# Vermeer Radiator



## TreeAce (Dec 16, 2010)

I have a 1230A w/ a 86 horse Perkins diesel. The radiator has a new leak and some patches that were on it when I got it. So i am thinkn I gotta do somethin about it. OK ...fine. So I am talkn to guy at Vermeer and he said pray that thing can be patched again cuz a new radiator is about $1500!!!!! OMG......$1500:jawdrop: Is this guy for real???? He didnt look high so....He said no matter where they go for one thats what they are runnin now. Should I just prepare myself for this? I guess first I gotta see if a good radiator guy can fix it but if not...holy cow that seems like a LOT OF CASH. Any thoughts or comments? Anybody have a radiator they wanna sell? How about a belt for cutter wheel?


----------



## Plyscamp (Dec 18, 2010)

You did not state bif the tanks or the core is leaking. Either way a good radiator repair shop should be able to Recore or Repair leking tanks.


----------



## Curbside (Dec 18, 2010)

Another alternative is goto the perkins dealer which is probably going to be CAT and get a price from them. I blew apart my rad fan on my stumpgrinder. Vermeer wanted 275.00 for the part. I knew it was a cat motor so I called cat and they had the fan for 106.00


----------



## tomtrees58 (Dec 18, 2010)

yup i have one a 1230 they go ever five years nuts


----------



## pioneerguy600 (Dec 22, 2010)

TreeAce said:


> I have a 1230A w/ a 86 horse Perkins diesel. The radiator has a new leak and some patches that were on it when I got it. So i am thinkn I gotta do somethin about it. OK ...fine. So I am talkn to guy at Vermeer and he said pray that thing can be patched again cuz a new radiator is about $1500!!!!! OMG......$1500:jawdrop: Is this guy for real???? He didnt look high so....He said no matter where they go for one thats what they are runnin now. Should I just prepare myself for this? I guess first I gotta see if a good radiator guy can fix it but if not...holy cow that seems like a LOT OF CASH. Any thoughts or comments? Anybody have a radiator they wanna sell? How about a belt for cutter wheel?

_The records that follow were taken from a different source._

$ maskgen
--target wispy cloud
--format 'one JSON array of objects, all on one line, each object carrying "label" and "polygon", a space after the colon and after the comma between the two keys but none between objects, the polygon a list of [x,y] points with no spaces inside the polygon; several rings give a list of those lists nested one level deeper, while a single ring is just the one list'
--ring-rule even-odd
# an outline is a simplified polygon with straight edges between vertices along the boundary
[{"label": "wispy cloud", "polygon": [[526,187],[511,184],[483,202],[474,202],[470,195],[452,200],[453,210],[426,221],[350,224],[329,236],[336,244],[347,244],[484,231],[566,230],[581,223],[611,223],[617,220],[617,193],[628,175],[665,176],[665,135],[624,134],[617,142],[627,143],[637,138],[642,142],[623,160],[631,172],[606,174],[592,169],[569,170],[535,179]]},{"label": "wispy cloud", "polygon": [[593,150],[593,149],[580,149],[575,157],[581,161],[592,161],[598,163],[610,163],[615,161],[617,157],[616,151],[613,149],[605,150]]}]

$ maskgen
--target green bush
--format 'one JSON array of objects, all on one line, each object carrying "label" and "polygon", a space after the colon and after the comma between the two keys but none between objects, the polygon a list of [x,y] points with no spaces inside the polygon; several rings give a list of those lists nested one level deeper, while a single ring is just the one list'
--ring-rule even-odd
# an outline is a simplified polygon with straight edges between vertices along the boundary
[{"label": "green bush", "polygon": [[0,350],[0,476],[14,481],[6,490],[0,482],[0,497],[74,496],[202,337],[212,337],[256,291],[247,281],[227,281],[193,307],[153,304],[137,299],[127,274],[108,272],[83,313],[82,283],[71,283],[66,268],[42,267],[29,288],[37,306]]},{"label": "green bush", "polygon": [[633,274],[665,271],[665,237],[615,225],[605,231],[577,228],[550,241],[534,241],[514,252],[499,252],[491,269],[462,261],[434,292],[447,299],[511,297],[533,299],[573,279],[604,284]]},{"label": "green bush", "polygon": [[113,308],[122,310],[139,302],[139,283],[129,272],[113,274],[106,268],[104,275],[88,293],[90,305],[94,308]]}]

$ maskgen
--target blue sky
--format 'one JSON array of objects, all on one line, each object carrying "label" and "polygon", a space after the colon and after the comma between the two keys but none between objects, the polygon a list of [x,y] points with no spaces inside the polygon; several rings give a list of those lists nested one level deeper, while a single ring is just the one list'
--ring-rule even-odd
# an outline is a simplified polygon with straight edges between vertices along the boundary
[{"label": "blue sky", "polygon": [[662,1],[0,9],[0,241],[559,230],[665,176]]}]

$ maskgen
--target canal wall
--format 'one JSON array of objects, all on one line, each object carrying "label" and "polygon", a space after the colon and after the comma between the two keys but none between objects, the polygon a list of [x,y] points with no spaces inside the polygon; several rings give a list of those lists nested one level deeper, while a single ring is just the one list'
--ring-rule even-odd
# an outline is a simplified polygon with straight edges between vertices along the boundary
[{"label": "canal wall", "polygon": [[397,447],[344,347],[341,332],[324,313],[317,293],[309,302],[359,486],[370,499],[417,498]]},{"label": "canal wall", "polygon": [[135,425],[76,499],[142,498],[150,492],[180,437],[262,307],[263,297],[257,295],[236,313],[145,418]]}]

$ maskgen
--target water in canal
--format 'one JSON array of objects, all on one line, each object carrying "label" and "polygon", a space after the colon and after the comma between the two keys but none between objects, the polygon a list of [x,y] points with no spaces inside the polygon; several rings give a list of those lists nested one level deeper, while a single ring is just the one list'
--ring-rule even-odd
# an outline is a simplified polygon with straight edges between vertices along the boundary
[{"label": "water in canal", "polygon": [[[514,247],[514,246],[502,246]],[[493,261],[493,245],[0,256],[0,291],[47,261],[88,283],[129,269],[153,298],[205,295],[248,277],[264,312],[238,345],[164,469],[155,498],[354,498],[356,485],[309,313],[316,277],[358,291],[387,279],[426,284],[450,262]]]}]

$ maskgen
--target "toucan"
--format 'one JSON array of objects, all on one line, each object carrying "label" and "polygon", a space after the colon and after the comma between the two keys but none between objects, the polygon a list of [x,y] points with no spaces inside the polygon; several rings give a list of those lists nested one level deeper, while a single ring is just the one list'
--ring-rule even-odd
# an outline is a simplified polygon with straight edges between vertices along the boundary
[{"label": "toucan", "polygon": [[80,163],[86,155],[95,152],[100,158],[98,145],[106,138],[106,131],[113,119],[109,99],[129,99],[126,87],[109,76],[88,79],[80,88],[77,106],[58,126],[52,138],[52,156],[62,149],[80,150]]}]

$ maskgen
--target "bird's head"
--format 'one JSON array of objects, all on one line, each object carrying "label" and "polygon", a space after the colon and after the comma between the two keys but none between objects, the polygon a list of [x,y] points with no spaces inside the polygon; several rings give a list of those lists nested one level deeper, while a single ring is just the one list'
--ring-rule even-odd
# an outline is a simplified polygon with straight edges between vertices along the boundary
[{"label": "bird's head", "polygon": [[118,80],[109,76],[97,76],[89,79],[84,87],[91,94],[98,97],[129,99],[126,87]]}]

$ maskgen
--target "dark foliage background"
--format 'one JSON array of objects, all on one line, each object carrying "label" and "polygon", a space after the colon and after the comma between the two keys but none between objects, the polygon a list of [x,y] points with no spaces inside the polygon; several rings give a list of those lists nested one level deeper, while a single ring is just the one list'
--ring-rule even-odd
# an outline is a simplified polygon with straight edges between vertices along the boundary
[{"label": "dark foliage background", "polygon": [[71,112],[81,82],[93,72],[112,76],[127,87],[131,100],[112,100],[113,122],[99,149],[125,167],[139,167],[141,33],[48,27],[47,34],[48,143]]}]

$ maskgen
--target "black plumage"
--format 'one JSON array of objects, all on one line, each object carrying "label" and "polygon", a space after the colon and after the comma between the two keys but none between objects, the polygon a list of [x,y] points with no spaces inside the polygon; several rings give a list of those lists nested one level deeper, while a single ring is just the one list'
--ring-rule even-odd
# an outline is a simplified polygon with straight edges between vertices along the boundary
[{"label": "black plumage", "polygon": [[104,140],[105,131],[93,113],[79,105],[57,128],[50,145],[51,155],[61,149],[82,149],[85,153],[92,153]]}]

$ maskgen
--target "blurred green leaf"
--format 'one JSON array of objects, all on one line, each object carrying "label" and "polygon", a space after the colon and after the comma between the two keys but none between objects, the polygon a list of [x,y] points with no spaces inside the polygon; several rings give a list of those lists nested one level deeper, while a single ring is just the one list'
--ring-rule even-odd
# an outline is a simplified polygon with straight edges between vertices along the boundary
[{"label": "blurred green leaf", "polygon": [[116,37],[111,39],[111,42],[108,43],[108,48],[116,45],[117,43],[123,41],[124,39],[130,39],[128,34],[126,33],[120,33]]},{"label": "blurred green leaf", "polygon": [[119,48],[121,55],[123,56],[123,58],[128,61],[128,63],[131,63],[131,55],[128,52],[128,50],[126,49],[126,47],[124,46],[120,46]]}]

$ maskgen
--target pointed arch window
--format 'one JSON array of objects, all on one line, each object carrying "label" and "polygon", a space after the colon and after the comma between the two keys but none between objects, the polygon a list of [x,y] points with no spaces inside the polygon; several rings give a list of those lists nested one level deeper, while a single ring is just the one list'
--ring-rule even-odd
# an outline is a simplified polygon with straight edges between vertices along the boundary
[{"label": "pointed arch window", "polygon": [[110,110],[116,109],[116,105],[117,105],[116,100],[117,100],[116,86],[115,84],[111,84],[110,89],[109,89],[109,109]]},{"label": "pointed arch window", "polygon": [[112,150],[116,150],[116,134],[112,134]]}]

If your tanks are still good take it to an industrial rad shop or even an automotive rad shop, they can order in a core and recore that rad for less than half the cost of a new one.
Pioneerguy600


----------



## TreeAce (Dec 22, 2010)

cool. thx for the info


----------



## truckieL29 (Dec 23, 2010)

i know this is a production unit but a good radiator shop should be able to repair it and or cross refrence one that would work for a much cheaper price....

IMO 5 years for a radiator of that peice of equipment is way lowww should be much higher.....i wonder if some A/V mounts might help.... I know we did a remount for a guys old woods drum chipper home A/V mounts for the radiator and he was able to use a cheap one out of a camper special chevy....

i know you will need something bigger but im sure there is a radiator much cheaper out there........


----------